Ms Mountfield in her able submissions on behalf of the Respondent relied on arguments considered and rejected by this Tribunal in Calder. She also referred to the decision of the Court of Appeal in Enderby v. Frenchay Health Authority [1992] IRLR 15 at paragraphs 58 and 59, and submitted that Calder and the decision in National Vulcan v. Wade [1978] IRLR 255, relied on in Calder could no longer be regarded as good law. However, Enderby was a case of indirect discrimination and could be distinguished on this basis, as the EAT did with other cases of indirect discrimination in Calder. Ms Mountfield further submitted that there was no basis for distinguishing between direct and indirect discrimination since these words do not even appear in the relevant part of the Act. Nor however, we observe, do the words "objective justification". As a matter purely of construction the word "genuinely", which appears before the words "material factor", suggests that the question is a subjective one. The concepts of direct and indirect discrimination are the mainstays of the Sex Discrimination Act 1975 and as Bridge LJ. (as he then was) said in E Coomes (Holdings) Ltd v. Shields [1978] IRLR 263 at P.269.
"In the sphere of employment the provisions of the Sex Discrimination Act and the Equal Pay Act aimed at eliminating discrimination on grounds of sex are closely interlocking and provide in effect a single comprehensive code."
There is therefore nothing wrong in principle in our view in distinguishing between direct and indirect discrimination when considering a material difference defence under S.1(3) of the Equal Pay Act 1970.
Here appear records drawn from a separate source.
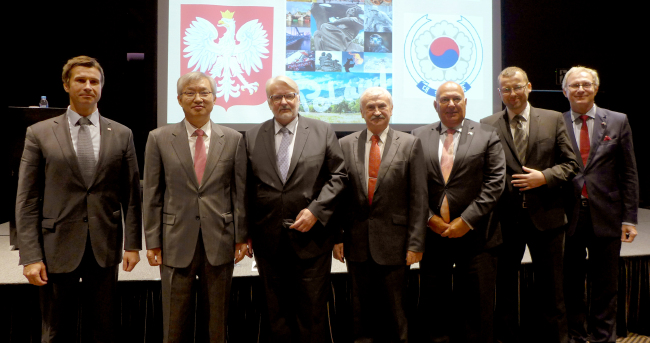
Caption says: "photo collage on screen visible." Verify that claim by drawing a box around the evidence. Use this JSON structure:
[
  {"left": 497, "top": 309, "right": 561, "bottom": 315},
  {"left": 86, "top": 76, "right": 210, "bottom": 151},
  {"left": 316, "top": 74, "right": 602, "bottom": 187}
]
[{"left": 285, "top": 0, "right": 393, "bottom": 119}]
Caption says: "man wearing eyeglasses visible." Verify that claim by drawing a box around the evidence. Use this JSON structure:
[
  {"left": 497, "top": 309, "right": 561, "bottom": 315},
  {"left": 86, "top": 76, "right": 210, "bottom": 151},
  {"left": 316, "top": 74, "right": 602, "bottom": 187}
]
[
  {"left": 481, "top": 67, "right": 578, "bottom": 343},
  {"left": 246, "top": 76, "right": 347, "bottom": 343},
  {"left": 144, "top": 72, "right": 248, "bottom": 342},
  {"left": 562, "top": 67, "right": 639, "bottom": 343},
  {"left": 413, "top": 82, "right": 505, "bottom": 343}
]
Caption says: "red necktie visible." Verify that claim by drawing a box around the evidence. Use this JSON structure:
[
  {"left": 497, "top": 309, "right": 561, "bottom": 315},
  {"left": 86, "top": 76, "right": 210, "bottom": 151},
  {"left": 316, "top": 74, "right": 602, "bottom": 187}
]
[
  {"left": 194, "top": 129, "right": 207, "bottom": 185},
  {"left": 580, "top": 114, "right": 590, "bottom": 198},
  {"left": 440, "top": 129, "right": 456, "bottom": 223},
  {"left": 368, "top": 135, "right": 381, "bottom": 205}
]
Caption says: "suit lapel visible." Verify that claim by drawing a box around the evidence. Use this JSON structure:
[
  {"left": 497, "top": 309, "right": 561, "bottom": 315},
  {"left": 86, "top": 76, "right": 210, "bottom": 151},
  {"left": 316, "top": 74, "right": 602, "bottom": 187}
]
[
  {"left": 90, "top": 115, "right": 115, "bottom": 186},
  {"left": 52, "top": 114, "right": 86, "bottom": 187},
  {"left": 286, "top": 117, "right": 309, "bottom": 182},
  {"left": 515, "top": 105, "right": 541, "bottom": 165},
  {"left": 201, "top": 121, "right": 226, "bottom": 186},
  {"left": 375, "top": 128, "right": 394, "bottom": 194},
  {"left": 258, "top": 119, "right": 282, "bottom": 184},
  {"left": 449, "top": 119, "right": 474, "bottom": 180},
  {"left": 352, "top": 129, "right": 368, "bottom": 199},
  {"left": 497, "top": 110, "right": 530, "bottom": 166},
  {"left": 564, "top": 111, "right": 585, "bottom": 170},
  {"left": 171, "top": 121, "right": 199, "bottom": 189}
]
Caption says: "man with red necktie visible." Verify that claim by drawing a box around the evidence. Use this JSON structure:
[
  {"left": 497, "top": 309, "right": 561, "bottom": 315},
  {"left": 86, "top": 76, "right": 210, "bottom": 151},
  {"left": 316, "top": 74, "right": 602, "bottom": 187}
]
[
  {"left": 412, "top": 82, "right": 506, "bottom": 342},
  {"left": 143, "top": 72, "right": 248, "bottom": 342},
  {"left": 562, "top": 67, "right": 639, "bottom": 343},
  {"left": 334, "top": 87, "right": 427, "bottom": 342}
]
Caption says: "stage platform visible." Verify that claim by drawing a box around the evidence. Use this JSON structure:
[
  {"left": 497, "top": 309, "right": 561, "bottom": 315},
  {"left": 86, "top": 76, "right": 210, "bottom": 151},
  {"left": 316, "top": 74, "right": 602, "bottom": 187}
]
[{"left": 0, "top": 209, "right": 650, "bottom": 343}]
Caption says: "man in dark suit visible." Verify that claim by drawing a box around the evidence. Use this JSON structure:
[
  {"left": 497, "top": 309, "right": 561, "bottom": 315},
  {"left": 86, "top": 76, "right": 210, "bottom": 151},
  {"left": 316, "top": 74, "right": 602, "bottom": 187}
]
[
  {"left": 144, "top": 72, "right": 248, "bottom": 342},
  {"left": 562, "top": 67, "right": 639, "bottom": 343},
  {"left": 481, "top": 67, "right": 578, "bottom": 343},
  {"left": 413, "top": 82, "right": 505, "bottom": 342},
  {"left": 245, "top": 76, "right": 347, "bottom": 342},
  {"left": 334, "top": 87, "right": 427, "bottom": 342},
  {"left": 16, "top": 56, "right": 142, "bottom": 342}
]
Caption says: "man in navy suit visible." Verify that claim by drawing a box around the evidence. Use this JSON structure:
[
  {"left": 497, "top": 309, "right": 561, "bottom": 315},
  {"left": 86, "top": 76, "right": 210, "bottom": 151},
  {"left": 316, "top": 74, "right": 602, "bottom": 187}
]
[{"left": 562, "top": 67, "right": 639, "bottom": 343}]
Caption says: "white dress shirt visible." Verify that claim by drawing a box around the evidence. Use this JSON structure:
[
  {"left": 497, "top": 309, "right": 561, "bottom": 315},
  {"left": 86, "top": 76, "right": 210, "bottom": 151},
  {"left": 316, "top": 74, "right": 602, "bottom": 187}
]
[
  {"left": 183, "top": 119, "right": 212, "bottom": 162},
  {"left": 273, "top": 116, "right": 299, "bottom": 163},
  {"left": 364, "top": 126, "right": 388, "bottom": 189},
  {"left": 66, "top": 106, "right": 102, "bottom": 163}
]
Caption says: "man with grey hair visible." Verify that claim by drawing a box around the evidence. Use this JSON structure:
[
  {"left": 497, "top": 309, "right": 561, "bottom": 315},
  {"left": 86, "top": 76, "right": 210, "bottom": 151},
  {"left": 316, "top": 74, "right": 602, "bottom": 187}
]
[
  {"left": 334, "top": 87, "right": 427, "bottom": 342},
  {"left": 144, "top": 72, "right": 248, "bottom": 342},
  {"left": 16, "top": 56, "right": 142, "bottom": 342},
  {"left": 246, "top": 76, "right": 347, "bottom": 343},
  {"left": 481, "top": 67, "right": 578, "bottom": 343},
  {"left": 562, "top": 67, "right": 639, "bottom": 343},
  {"left": 413, "top": 82, "right": 505, "bottom": 343}
]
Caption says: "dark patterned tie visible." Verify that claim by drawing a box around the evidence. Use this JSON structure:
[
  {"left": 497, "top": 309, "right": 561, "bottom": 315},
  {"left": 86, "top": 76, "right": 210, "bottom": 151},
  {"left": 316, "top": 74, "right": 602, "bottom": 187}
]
[
  {"left": 77, "top": 117, "right": 96, "bottom": 187},
  {"left": 512, "top": 114, "right": 528, "bottom": 165},
  {"left": 278, "top": 127, "right": 291, "bottom": 184}
]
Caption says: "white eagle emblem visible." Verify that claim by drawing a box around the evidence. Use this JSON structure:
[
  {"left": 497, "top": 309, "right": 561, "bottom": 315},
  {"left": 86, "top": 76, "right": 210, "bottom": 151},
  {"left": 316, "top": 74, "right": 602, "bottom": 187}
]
[{"left": 183, "top": 10, "right": 269, "bottom": 102}]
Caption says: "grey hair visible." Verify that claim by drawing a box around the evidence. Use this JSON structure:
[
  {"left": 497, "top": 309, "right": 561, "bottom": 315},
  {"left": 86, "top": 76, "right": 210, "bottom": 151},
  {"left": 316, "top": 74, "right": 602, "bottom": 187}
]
[
  {"left": 176, "top": 71, "right": 217, "bottom": 97},
  {"left": 562, "top": 66, "right": 600, "bottom": 89}
]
For these reasons we do not accept Ms Mountfield's submissions and gratefully follow the decision in Calder.
It follows that we think that the Industrial Tribunal erred in law in the approach which they adopted in this case. They do not in their reasoning set out and answer the McGregor questions, but we are satisfied that if they had done so and had properly directed themselves in law they would have answered both questions in favour of the Appellant. There was no evidence of intention to discriminate or of actual discrimination; indeed all the evidence was to the contrary. Ms Mountfield sought to persuade us that nevertheless the case should be remitted to enable this or another Industrial Tribunal to consider whether it was only because he was a man that Mr Ennis was treated in the way he was. There was no evidence to support any such suggestion in our view. The plain fact is that the difference occurred because of a mistake and not because of anything which was "tainted with gender-based discrimination".
For this reason we decided that this was an appropriate case to substitute our own conclusion based on a correct application of the law to the facts. That we have done.